Pada 21 Juli (3 Agustus), detasemen Sakharov menyelamatkan Harbin, setelah menempuh jarak lebih dari 660 mil dalam 18 hari. Pada saat yang sama, Servianov dan Rennenkampf, bergabung dan melintasi Amur, mengalahkan pasukan musuh yang mengancam Blagoveshchensk di Aigun. Detasemen Rennenkampf menyerbu jauh ke wilayah musuh, menimbulkan sejumlah kekalahan pada pemberontak dan mencapai Tsitsikar. Detasemen Cossack Kolonel Orlov menenangkan Manchuria Barat. Detasemen Chichagov dan Aygustov mengalahkan musuh di timur, dekat Primorye. Kami mengambil Hunchun dan Ningut. Pada awal September, CER sudah ada di tangan kita. Pada tanggal 23 September, detasemen Rennenkampf melakukan serangan brilian dan mengambil Jirin. Pada tanggal 28 September pasukan Jenderal Subotin mengalahkan Cina di Liaoyang, pada tanggal 30 September mereka menduduki Mukden. Seluruh Manchuria ditenangkan.
Pada tahun 1901, pusat pemberontakan terakhir ditekan. Kekuatan asing memberlakukan perjanjian baru yang tidak setara di China - Protokol Akhir 7 September 1901. Beijing meminta maaf kepada Jerman dan Jepang karena membunuh diplomat mereka, berjanji untuk menghukum para pemimpin pemberontakan dan melarang semua masyarakat terhadap orang asing membayar ganti rugi. Kekuatan militer Kekaisaran Surgawi terbatas, benteng Dagu dihancurkan, orang asing menguasai sejumlah titik kuat dari pantai ke Beijing, dan mengirim pasukan untuk menjaga kedutaan. Artinya, ketergantungan China terhadap asing semakin meningkat.

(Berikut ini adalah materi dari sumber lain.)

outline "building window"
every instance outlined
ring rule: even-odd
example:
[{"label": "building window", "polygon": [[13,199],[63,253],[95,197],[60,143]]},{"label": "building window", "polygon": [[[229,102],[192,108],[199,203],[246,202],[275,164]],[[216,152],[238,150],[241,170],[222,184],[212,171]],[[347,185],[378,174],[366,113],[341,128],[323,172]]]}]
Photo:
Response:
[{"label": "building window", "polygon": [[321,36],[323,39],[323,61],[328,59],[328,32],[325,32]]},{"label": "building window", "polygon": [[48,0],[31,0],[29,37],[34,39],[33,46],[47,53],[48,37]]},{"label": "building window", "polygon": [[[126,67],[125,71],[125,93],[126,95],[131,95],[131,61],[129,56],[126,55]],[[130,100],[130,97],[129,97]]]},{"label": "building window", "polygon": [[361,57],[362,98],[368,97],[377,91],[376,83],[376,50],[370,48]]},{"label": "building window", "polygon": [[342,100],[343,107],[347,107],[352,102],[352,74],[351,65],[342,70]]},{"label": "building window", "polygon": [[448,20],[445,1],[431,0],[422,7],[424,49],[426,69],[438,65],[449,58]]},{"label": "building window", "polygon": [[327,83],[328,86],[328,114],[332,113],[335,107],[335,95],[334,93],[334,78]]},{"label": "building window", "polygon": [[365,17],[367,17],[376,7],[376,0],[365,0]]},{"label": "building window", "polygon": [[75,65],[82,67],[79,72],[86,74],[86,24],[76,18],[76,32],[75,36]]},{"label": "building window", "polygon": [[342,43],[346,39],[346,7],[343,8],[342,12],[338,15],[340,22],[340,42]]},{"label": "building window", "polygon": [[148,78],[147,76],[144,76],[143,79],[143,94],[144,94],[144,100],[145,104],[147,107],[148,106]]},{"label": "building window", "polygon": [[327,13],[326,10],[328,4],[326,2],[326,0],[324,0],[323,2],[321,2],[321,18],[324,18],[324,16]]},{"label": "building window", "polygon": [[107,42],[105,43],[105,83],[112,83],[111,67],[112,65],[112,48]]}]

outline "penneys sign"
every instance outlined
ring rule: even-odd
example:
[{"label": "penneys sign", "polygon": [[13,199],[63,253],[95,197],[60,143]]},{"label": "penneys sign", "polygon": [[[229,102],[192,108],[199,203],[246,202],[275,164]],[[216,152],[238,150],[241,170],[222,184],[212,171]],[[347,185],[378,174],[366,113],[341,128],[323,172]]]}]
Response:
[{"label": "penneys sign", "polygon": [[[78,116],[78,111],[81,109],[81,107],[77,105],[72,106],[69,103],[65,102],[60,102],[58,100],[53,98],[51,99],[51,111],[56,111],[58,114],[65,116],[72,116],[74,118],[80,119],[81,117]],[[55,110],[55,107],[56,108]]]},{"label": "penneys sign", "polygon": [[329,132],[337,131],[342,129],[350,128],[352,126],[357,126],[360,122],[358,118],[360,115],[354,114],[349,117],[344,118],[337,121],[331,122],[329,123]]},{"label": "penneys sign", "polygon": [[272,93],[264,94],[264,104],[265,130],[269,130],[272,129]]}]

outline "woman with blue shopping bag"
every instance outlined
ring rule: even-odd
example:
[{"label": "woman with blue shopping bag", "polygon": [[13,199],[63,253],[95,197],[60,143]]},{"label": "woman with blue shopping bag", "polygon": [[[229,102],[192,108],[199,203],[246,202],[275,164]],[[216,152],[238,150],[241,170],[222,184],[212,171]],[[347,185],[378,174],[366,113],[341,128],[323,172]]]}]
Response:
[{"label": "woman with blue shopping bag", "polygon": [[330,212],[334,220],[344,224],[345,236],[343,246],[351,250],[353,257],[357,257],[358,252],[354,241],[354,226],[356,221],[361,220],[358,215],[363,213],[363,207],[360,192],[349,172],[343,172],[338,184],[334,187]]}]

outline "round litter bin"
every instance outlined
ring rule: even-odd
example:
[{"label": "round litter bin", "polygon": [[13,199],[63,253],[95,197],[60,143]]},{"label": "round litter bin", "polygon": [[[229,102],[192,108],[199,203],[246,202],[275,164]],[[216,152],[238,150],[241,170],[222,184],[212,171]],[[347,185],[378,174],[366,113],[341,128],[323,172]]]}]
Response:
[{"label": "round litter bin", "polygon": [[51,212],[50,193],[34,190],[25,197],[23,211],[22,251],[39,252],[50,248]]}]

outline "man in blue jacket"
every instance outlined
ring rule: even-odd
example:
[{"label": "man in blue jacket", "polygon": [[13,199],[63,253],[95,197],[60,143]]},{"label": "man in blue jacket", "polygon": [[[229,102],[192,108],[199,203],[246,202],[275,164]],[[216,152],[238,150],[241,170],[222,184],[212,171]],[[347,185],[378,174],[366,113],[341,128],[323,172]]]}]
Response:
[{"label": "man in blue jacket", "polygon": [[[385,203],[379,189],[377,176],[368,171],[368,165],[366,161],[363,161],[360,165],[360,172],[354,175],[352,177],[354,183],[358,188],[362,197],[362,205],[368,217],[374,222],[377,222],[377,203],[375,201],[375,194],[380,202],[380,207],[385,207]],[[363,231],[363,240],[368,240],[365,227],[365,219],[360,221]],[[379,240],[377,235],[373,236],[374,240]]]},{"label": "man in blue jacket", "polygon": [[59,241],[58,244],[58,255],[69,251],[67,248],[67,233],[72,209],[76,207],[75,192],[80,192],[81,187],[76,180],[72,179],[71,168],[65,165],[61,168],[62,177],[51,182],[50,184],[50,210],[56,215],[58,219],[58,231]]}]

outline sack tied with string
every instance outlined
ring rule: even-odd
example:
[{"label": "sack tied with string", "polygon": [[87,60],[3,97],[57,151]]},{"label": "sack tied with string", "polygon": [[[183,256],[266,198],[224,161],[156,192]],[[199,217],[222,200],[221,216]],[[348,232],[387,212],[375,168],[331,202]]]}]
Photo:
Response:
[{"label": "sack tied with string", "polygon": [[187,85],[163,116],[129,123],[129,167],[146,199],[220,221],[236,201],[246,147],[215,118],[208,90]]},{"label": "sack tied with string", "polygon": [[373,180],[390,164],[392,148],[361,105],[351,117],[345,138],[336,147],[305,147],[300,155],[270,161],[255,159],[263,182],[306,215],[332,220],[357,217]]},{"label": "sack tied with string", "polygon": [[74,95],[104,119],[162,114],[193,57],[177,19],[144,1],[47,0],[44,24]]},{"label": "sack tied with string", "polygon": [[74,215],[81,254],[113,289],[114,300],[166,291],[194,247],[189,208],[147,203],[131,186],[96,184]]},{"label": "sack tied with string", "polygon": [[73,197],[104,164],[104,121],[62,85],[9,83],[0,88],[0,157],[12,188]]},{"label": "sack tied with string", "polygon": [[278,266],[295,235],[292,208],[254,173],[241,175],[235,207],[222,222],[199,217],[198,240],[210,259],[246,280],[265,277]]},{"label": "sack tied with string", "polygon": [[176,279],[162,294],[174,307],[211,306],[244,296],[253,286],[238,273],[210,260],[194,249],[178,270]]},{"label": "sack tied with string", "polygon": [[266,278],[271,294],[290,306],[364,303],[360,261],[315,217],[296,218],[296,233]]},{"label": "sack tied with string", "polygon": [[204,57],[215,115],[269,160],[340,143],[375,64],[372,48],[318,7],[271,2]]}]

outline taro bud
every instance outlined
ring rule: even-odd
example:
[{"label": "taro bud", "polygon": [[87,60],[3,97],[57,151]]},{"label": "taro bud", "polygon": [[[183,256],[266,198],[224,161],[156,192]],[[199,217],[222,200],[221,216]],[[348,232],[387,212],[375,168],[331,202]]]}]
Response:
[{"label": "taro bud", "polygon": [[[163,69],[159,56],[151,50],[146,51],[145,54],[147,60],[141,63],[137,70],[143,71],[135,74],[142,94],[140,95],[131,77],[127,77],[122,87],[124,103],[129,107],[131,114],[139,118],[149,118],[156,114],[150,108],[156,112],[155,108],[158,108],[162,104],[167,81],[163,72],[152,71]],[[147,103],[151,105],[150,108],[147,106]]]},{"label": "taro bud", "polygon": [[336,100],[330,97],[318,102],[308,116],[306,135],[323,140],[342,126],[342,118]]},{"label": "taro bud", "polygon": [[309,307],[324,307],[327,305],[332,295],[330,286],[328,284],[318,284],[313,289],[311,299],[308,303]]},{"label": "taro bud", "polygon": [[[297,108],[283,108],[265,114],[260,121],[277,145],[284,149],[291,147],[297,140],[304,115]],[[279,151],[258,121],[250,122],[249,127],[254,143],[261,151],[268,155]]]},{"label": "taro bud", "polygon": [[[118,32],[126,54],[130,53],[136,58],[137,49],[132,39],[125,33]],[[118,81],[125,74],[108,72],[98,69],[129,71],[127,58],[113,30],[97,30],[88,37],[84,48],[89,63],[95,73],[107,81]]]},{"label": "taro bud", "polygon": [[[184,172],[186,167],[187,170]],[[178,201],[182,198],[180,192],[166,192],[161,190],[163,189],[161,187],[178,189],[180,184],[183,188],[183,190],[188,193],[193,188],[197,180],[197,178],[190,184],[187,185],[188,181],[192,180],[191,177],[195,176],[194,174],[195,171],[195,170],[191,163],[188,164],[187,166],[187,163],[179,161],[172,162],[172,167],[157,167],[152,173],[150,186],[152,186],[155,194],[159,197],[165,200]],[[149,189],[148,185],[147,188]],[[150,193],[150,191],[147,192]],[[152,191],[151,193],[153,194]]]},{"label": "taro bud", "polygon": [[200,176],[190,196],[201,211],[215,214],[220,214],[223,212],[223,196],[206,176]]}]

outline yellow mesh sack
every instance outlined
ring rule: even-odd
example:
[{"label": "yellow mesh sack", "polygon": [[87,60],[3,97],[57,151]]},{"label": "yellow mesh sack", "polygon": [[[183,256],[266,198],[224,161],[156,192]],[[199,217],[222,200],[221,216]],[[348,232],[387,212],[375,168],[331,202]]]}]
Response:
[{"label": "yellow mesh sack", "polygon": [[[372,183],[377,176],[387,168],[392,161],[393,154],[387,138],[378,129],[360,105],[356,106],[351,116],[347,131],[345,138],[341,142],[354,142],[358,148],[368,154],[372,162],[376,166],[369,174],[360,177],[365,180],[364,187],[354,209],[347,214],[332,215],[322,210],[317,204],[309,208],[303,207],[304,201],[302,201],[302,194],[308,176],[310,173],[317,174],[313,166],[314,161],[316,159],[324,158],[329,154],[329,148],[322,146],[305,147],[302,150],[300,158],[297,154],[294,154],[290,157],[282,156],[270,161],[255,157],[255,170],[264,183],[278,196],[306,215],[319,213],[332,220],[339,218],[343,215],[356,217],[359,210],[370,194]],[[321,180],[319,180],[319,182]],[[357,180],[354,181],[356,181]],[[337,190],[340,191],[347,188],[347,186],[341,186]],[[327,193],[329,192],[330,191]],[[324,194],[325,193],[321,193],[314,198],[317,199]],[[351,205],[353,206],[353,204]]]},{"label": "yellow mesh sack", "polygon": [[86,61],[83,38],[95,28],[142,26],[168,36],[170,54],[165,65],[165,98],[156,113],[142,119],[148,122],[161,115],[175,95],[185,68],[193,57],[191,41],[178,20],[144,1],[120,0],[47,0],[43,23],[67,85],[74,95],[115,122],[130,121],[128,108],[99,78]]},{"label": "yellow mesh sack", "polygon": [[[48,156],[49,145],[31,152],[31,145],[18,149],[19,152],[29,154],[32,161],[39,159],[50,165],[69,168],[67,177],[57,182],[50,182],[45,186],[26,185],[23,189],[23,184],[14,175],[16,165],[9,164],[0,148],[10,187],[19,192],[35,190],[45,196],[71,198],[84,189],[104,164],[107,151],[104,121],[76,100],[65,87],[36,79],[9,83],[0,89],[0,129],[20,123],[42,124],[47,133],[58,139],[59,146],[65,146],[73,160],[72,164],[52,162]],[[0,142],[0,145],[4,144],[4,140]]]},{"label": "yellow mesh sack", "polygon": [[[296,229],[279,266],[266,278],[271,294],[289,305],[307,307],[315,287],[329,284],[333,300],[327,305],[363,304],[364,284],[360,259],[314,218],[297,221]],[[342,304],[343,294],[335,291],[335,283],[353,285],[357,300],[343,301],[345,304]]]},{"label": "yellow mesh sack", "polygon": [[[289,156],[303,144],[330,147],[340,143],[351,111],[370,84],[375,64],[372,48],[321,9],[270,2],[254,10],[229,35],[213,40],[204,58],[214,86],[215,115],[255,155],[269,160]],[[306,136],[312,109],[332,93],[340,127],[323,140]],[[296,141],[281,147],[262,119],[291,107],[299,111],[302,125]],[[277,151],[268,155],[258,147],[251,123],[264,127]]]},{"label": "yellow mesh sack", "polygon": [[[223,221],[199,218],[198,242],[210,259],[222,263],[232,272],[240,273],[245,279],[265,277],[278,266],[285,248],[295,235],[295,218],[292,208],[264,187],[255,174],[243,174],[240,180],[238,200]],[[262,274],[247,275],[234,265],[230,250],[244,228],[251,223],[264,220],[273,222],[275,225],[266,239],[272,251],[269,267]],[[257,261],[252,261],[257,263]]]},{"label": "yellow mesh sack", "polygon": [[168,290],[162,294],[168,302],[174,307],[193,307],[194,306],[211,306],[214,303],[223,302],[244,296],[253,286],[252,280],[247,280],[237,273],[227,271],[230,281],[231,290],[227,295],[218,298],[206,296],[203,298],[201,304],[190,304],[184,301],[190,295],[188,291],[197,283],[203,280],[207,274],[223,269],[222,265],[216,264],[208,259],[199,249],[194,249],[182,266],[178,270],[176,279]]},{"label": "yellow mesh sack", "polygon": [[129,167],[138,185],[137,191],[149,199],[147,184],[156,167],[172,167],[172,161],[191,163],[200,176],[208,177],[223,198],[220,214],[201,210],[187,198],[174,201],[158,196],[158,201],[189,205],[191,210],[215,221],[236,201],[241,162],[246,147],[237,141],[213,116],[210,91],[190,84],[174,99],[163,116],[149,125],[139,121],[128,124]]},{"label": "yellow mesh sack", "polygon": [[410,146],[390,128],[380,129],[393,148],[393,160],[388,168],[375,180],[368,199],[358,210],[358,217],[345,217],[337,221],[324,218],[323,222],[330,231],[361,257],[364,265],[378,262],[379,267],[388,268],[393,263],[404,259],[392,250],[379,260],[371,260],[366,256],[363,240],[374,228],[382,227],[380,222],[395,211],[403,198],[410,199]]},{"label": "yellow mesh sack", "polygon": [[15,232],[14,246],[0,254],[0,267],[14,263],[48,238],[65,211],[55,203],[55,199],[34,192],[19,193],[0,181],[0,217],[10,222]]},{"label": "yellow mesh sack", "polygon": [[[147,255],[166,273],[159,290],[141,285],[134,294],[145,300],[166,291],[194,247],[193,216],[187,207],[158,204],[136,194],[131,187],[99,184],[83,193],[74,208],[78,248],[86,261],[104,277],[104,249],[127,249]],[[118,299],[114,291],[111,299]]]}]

Rusia, bagaimanapun, tidak menerima keuntungan politik khusus dari kemenangan tahun 1900 (kecuali 30% dari reparasi). Kami mengembalikan Kereta Api Timur Cina dalam keadaan hancur total, itu harus dipulihkan. Petersburg tidak memperkuat posisinya di Cina, menunjukkan moderasi yang hebat. Secara militer, kualitas pasukan dan pemberontak China sangat buruk. Semangat juang yang tinggi dari sejumlah regu tinju tak mampu menghentikan para "setan putih" yang unggul dalam latihan tempur, organisasi dan persenjataan. Faktanya, operasi Peking yang menentukan dalam kampanye ini dilakukan oleh komandan dan pasukan Rusia. Di kepala tentara sekutu adalah batalyon penembak Siberia dan kompi angkatan laut Rusia. Mereka menyelamatkan Seymour, menyerbu Dagu, mengalahkan tentara Tiongkok di Tangjin, membuka jalan menuju Ibukota Surgawi, dan merebut Beijing. Partisipasi pasukan asing lainnya sebagian besar bersifat demonstratif, kecuali Jepang, yang bertempur dengan gagah berani.